Rotella is president and CEO of the New Jersey Broadcasters Association, one of the organizations filing comments about this issue with the Federal Communications Commission.
He and other broadcasters have been vocal that a hike in fees for broadcasters is not warranted, especially in the days of coronavirus; and as we reported earlier, Rotella had written to Chairman Ajit Pai recently asking the commission to hold off raising fees for radio and TV. But now, he writes: “Upon further reflection, restructuring and reduction in regulatory fees for broadcasters is warranted.”
For one thing, he said, “It is well known that the FCC’s attention and workload is now consumed with 5G wireless including C-Band, CBRS, Ligado and the various other spectrum-parceling efforts, and it is those 5G activities that should bear the brunt of FCC regulatory fees.”
He also argues that many concerns about fees that were raised last year by broadcasters have not even been addressed by the commission. “Broadcasters deserve some explanation of those points before any consideration is given to the exponential increase in regulatory fees.”
Further, the FCC should consider an across-the-board reduction, “given the changing and increasing technological burden placed on the FCC by emerging technologies and the eloquent simplicity of regulating our industry, along with broadcasters’ longstanding special place in the fabric of American society. Couple this with the fact that the industry has not enjoyed any meaningful increase in revenue in a decade, and yet, fees keep increasing at an alarming rate.”
Among several more reasons, he noted that state broadcast associations earlier had asked for changes because, they argued, the FCC had based the fee structure on defective data, and said that the process used to allocate fees among industries unfairly shifted FCC “overhead” costs to radio and TV stations.
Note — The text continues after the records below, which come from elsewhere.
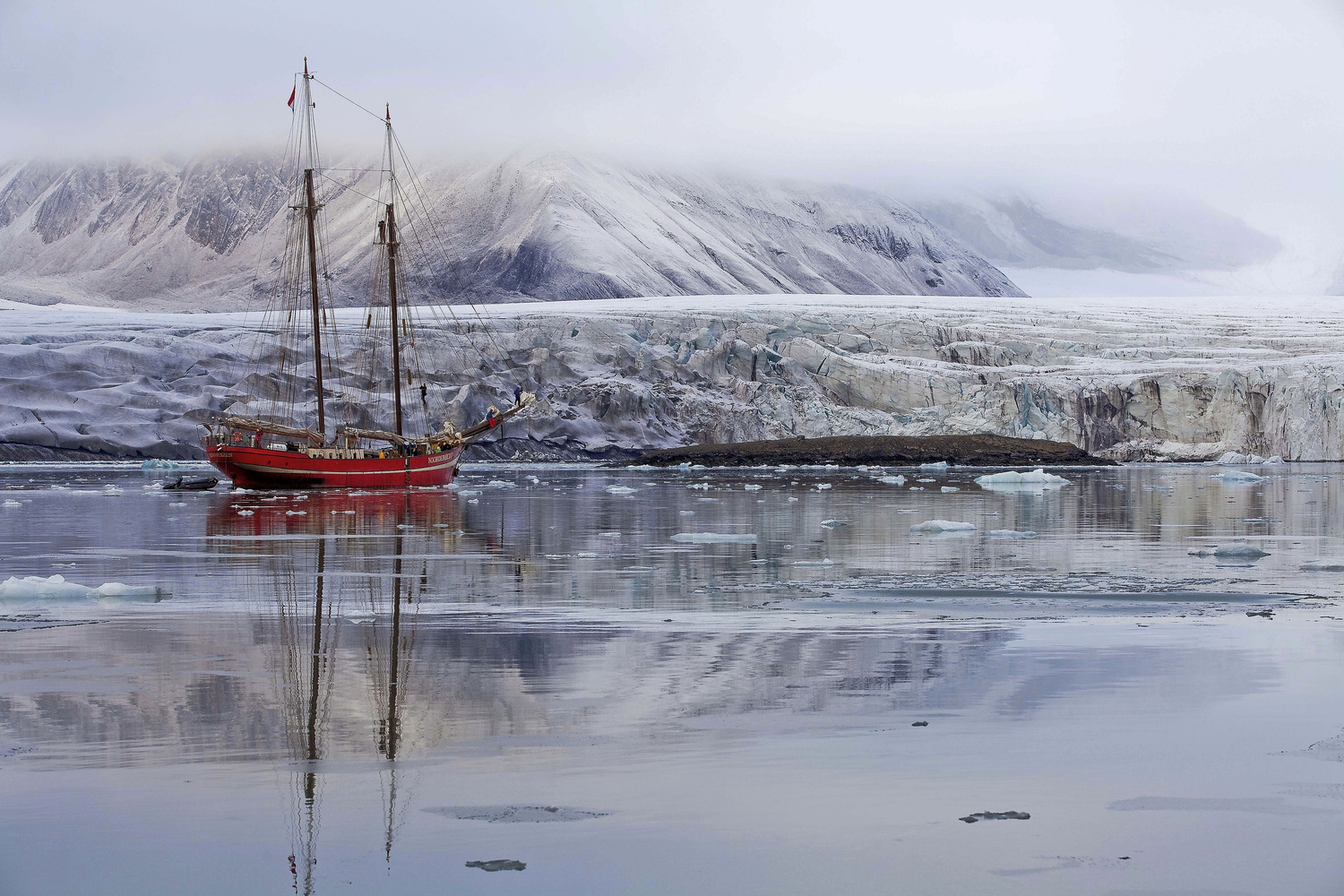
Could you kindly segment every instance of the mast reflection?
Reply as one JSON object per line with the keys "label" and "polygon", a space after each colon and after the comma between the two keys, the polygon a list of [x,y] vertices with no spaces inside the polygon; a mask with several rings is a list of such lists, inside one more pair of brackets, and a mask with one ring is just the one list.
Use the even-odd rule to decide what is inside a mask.
{"label": "mast reflection", "polygon": [[[398,760],[406,747],[403,716],[418,610],[429,591],[429,553],[419,549],[419,568],[407,572],[414,570],[414,560],[406,559],[407,543],[457,529],[453,496],[324,492],[276,500],[242,494],[219,508],[208,528],[211,535],[228,539],[228,551],[257,555],[255,568],[269,574],[263,579],[270,578],[270,587],[258,583],[257,592],[274,594],[274,603],[255,613],[259,625],[276,629],[266,641],[278,646],[277,688],[290,770],[293,891],[304,896],[317,892],[321,802],[328,786],[323,764],[331,756],[333,727],[348,731],[352,721],[333,719],[333,696],[337,707],[351,707],[341,697],[360,685],[372,704],[371,746],[382,763],[380,840],[390,865],[414,785]],[[343,630],[348,634],[351,627],[363,637],[363,668],[358,662],[341,668],[339,662]]]}

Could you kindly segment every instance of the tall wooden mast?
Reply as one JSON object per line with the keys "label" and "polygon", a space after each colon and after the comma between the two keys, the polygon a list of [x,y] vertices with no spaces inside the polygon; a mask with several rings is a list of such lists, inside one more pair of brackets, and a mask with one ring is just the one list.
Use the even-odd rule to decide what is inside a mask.
{"label": "tall wooden mast", "polygon": [[[304,117],[308,136],[308,168],[304,169],[304,216],[308,219],[308,287],[313,316],[313,377],[317,390],[317,431],[327,441],[327,408],[323,400],[323,308],[317,298],[317,200],[313,196],[313,165],[317,164],[317,136],[313,133],[312,75],[304,56]],[[398,430],[401,431],[401,430]]]}
{"label": "tall wooden mast", "polygon": [[396,211],[392,201],[396,197],[396,173],[392,171],[392,107],[387,106],[387,309],[392,326],[392,403],[395,406],[394,431],[402,435],[402,341],[401,320],[396,308]]}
And Rotella said this is an issue for television as well as radio stations, which has tended to get the attention. “Although radio was hard hit with 50% increase in fees last year, the arguments are still the same,” says Rotella, “Especially during this time of catastrophic economic upheaval, coupled with the precarious economic forecasts ahead, is simply imprudent and will likely further hobble local broadcasters’ efforts to survive in the aftermath of COVID-19.”
On Thursday the National Association of Broadcasters filed its own comments calling for relief and reform. The NAB asked whether the commission “will continue to bury its head in the sand and fail to recognize the considerable inequities in its approach, which puts a stranglehold on the broadcasting industry.”
The commission is taking comments about fees in MD Docket No. 20-105 until June 12, and replies by June 29.